The Life Scientists at FriendFeed: 2009 summary

Posted on December 23, 2009 by nsaunders in R bloggers | 0 Comments

[This article was first published on What You're Doing Is Rather Desperate » R, and kindly contributed to R-bloggers]. (You can report issue about the content on this page here)

Want to share your content on R-bloggers? click here if you have a blog, or here if you don't.

The Life Scientists 2009

It’s Christmas Eve tomorrow and so I declare the year over. My Christmas gift to you is a summary of activity in 2009 at the FriendFeed Life Scientists group. It’s crafted using R + Ruby, with raw data and some code snippets available. If you want to see the most popular items from the group this year, head down to the bottom of this post.

(Note: this post is a work in progress)

The contributors
First of all, take a look at yourselves. There are, allegedly, 1250 subscribers to the group, but I can only retrieve profiles for 1053 of them.

248 of you are rather shy, opting for the default avatar and one or two of you look rather like porn stars. If nothing else, this illustrates the difficulty of compiling reliable user statistics.

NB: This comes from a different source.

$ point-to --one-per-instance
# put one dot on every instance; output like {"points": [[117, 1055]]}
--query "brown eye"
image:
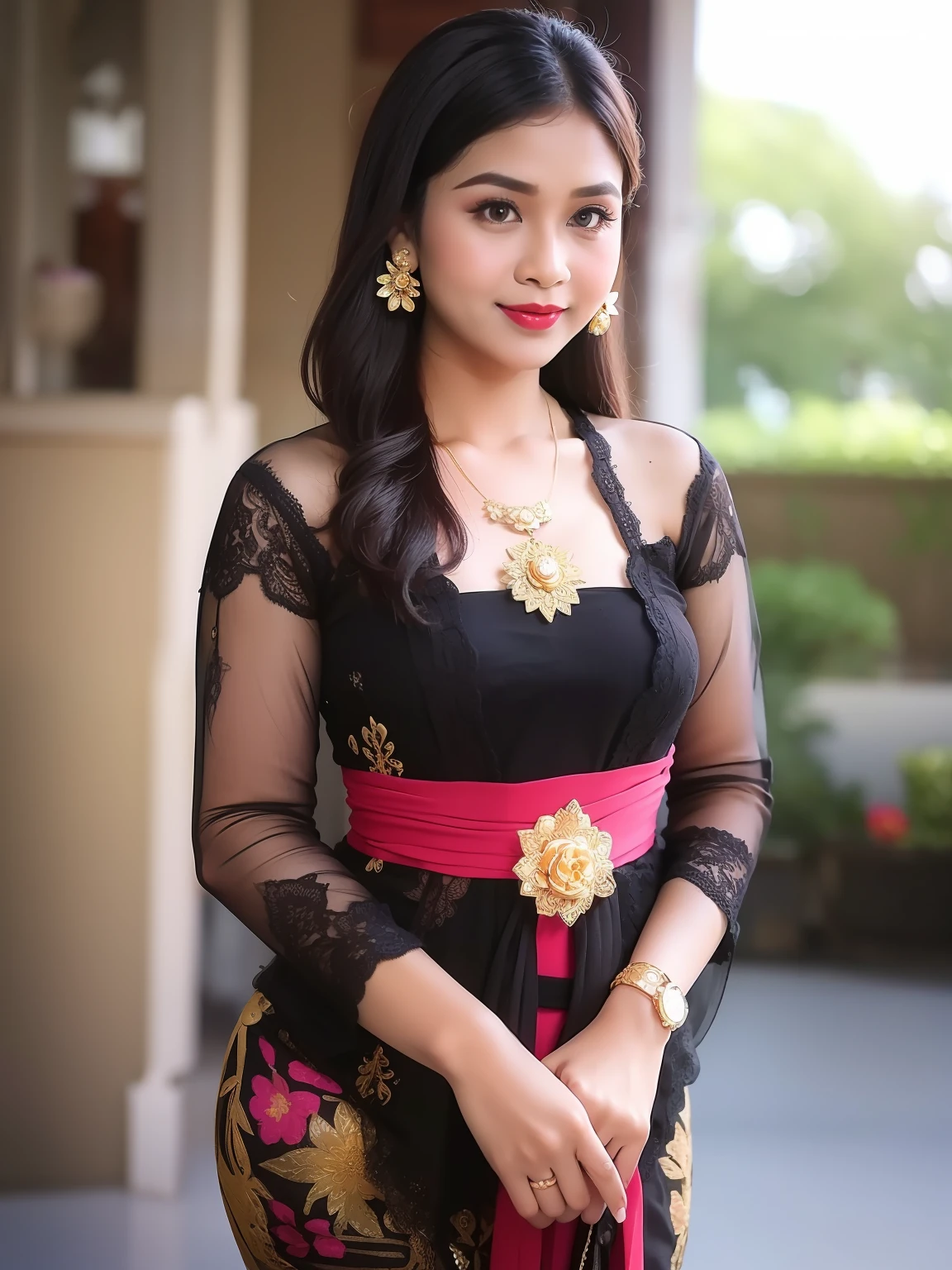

Here’s how this image was assembled. User pictures were fetched using this script:

#!/usr/bin/ruby

require 'rubygems'
require 'json/pure'
require 'net/http'
require 'open-uri'

f = open("http://friendfeed-api.com/v2/feedinfo/the-life-scientists").read
j = JSON.parse(f)

j.each_pair do |k,v|
  if k == "subscribers"
    v.each do |a|
      nick = a["id"]
      url  = "http://friendfeed.com/#{nick}/picture?size=small"
      r    = Net::HTTP.get_response(URI.parse(url))
      if r['location'] =~/nomugshot/
        pic     = "http://friendfeed.com/static/images/nomugshot-small.png?v=0fa95dbfe38cc4f25334187ca5485a58"
        outfile = "#{nick}.png"
      else
        pic     = r['location']
        outfile = "#{nick}.jpg"
      end
      if pic
        open("#{pic}") {|file|
          File.open(outfile,"wb") do |out|
            out.puts file.read
          end
        }
      end
    end
  end
end

ImageMagick was used to make the montage:

> montage *.jpg *.png -geometry +2+2 montage.png

Fetching the data
In a recent post, I presented Ruby code to fetch FriendFeed entries using the API. To recap: entries cannot be fetched by date, so we have to employ a loop and the “?start=N” URL parameter to go back in time. Naming the script tls2csv.rb, I went back to late 2008 like so:

# fetch entries
for i in `seq 0 30 4050`
  do tls2csv.rb $i > $i.csv
done
# concatenate
cat *.csv > tls-20091223.raw.csv
# remove duplicates and 2008 entries
sort -u tls-20091223.raw.csv | grep -v ",2008-" > tls-20091223.unique.csv

That generates a CSV file with 5 fields: entry id, date, time, likes count and comments count. If you wish, you can get it from Dropbox.

Analysis using R
OK – let’s get to work. First, load the data into R:

> library(ggplot2) # also loads library plyr
> tls <- read.csv("tls-20091223.unique.csv", header=T)
>dim(tls)
[1] 2363    5

Posts, likes and comments per day
We’ve retrieved 2363 unique posts. First question: how much activity is there on any given day? We’d like to sum the posts, likes and comments for each day, then visualise the activity. Here’s one way to do that, again using the calendar heat map. We use table() to sum posts by date and the plyr function ddply() to create a data frame for both likes and comments, summed by date:

> posts <- as.data.frame(table(tls$date))
> dim(posts)
[1] 346   2
> lc <- ddply(tls, c("date"), function(df)data.frame(likes=sum(df$likes),comments=sum(df$comments)))
> source("calendarHeat.R")
# create calendar heatmap for posts
> png(filename="tls-posts.png", type="cairo", width=640)
> calendarHeat(posts$Var1, posts$Freq, varname="The Life Scientists 2009: Posts", color="r2b")
> dev.off()
# similarly for likes and comments (latter not shown)
> png(filename="tls-likes.png", type="cairo", width=640)
> calendarHeat(lc$date, lc$likes, varname="The Life Scientists 2009: Likes", color="r2b")
> dev.off()

Life Scientists 2009: daily posts, likes and comments

So, we managed to retrieve data for 346 days and the plots are shown on the right.
Are they useful? The small height of the scale bar is a little annoying and I know that these plots can be over-used to little effect, but I think they’re pretty and kind of cool. Here’s what I see:

A moderate level of posts throughout the year
Weekends are quieter (obviously) – as was October for some reason?
Post “hot-spots” in June and July (conference season?)
It’s easier to like than to comment (generally, less dark colours across the likes plot)
Most-liked posts are not necessarily the most-commented

How many posts, likes and comments can we expect per day, or likes/comments per post?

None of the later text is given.